Yes, I agree with that too. Even if we start building it now it would take decades to build all the segregated infrastructure that could be useful. So at least in the short-term (and very likely in the long-term) people will still need to share the road.
So the segregation will not solve the problem. However tackle the source of the problem (poor driving ignorance and intolerance) and the roads would become a much nicer place. This would encourage more cycling, reducing the volume of cars and then freeing up more space to create segregated space.
The segregation alone will not solve the problem, and I agree that things like strict liability, social unnacceptability of driving like a douche, and better driver training regarding cycling will make the roads nicer and mean that fewer places will need segregation.

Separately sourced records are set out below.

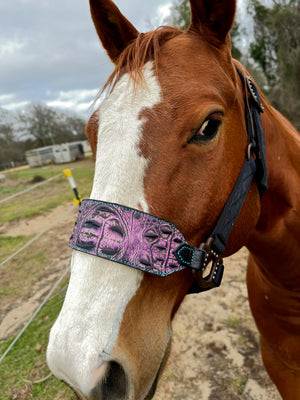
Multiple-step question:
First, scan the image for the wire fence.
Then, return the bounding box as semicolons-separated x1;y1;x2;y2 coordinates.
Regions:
0;206;74;267
0;169;79;364
0;173;62;204
0;267;70;364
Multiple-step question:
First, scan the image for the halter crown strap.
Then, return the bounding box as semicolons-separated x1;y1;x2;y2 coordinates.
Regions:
236;67;268;195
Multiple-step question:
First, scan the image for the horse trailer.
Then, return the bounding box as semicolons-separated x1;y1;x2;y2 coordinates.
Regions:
25;142;87;167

But segregation is exactly what is needed to solve the problem in those places where, even if all the vehicles are driven perfectly, traffic is simply too heavy and too fast to be a nice cycling environment. Most potential commutes suffer from this problem: 90% pleasant side streets, 5% horrific rat-runs/dual carriageways, 5% badly designed junctions. That 10% is plenty to put the vast majority of people off cycling to work.
I'd be more convinced if you could give an example of a high-traffic-volume, non-segregated mass cycling city.
The thing is that even with segregated infrastructure nearly everyone agrees that people will still need to cycle on un segregated roads.
So the segregation will not solve the problem. However tackle the source of the problem (poor driving ignorance and intolerance) and the roads would become a much nicer place. This would encourage more cycling, reducing the volume of cars and then freeing up more space to create segregated space.